Sono prodotti tipici pugliesi, del Foggiano e del Leccese, e sono tutti primaverili. Non è perciò un caso che questo piatto sia diffuso in tutta la Puglia. Ogni famiglia poi varierà i dosaggi in base ai propri gusti, magari anche omettendo qualche ingrediente.
Ricordiamo solo che il pisello riccio di Sannicola (Lecce), oggi prodotto di nicchia di difficile reperibilità, era in passato l’unico tipo coltivato in Puglia ed era tanto apprezzato, sia fresco che secco, da essere venduto fino in Centro Italia.
La ricetta
Dosi per 4 persone:
- 3 patate
- 3 carciofi
- 700 gr di fave fresche
- 700 gr di piselli freschi
- 2 cipollotti
- prezzemolo
- 50 gr di formaggio pecorino grattugiato
- 50 cc di olio extravergine d’oliva
- sale
- pepe
Pelare le patate e tagliarle a spicchi, pulire i carciofi e tagliarli in quattro, sgranare le fave e i piselli, affettare sottilmente i cipollotti, tritare il prezzemolo.
In un tegame di coccio mettere l’olio e tutte le verdure, unire acqua fino a metà delle verdure, salare, cospargere di prezzemolo e formaggio, coprire con coperchio e far cuocere per circa mezz’ora a fuoco bassissimo. Questo è uno dei sistemi di cottura pugliesi chiamato “tutto paro”, dove gli ingredienti vengono messi in pentola tutti assieme e a freddo. Sistema nato per snellire il lavoro in cucina oggi sarebbe definito salutistico in quanto l’olio non raggiunge mai temperature elevate.
Se non piacciono le bucce delle fave è sufficiente metterle in un forno a microonde per un minuto alla massima potenza e si sentiranno degli scoppiettii quando le bucce saranno “sparate” via dalle fave.

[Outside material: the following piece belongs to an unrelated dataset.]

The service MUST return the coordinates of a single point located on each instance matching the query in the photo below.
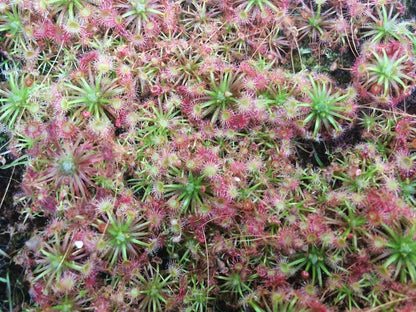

La ricetta originale prevede un quantitativo d’olio più che quadruplo, in quanto l’olio era il carburante per il lavoro nei campi e serviva per condire il pane, molto pane. Anche con meno olio la piacevolezza del piatto però non ne sarà diminuita.
Una curiosità. Nel volume Leggendario Francescano pubblicato a Venezia nel 1771, è citato l’episodio che vede il beato Giacomo da Bitetto lasciar cadere qualche lacrima nella pentola dove stava cuocendo delle fave fresche per i suoi confratelli. L’ipotesi più consolidata definisce questo fatto se non un miracolo almeno un evento prodigioso generato da uno stato di estasi del Beato; curioso che nessuno abbia invece ipotizzato che Fra Giacomo, cuoco pro tempore, abbia affettato delle cipolle da aggiungere alle fave.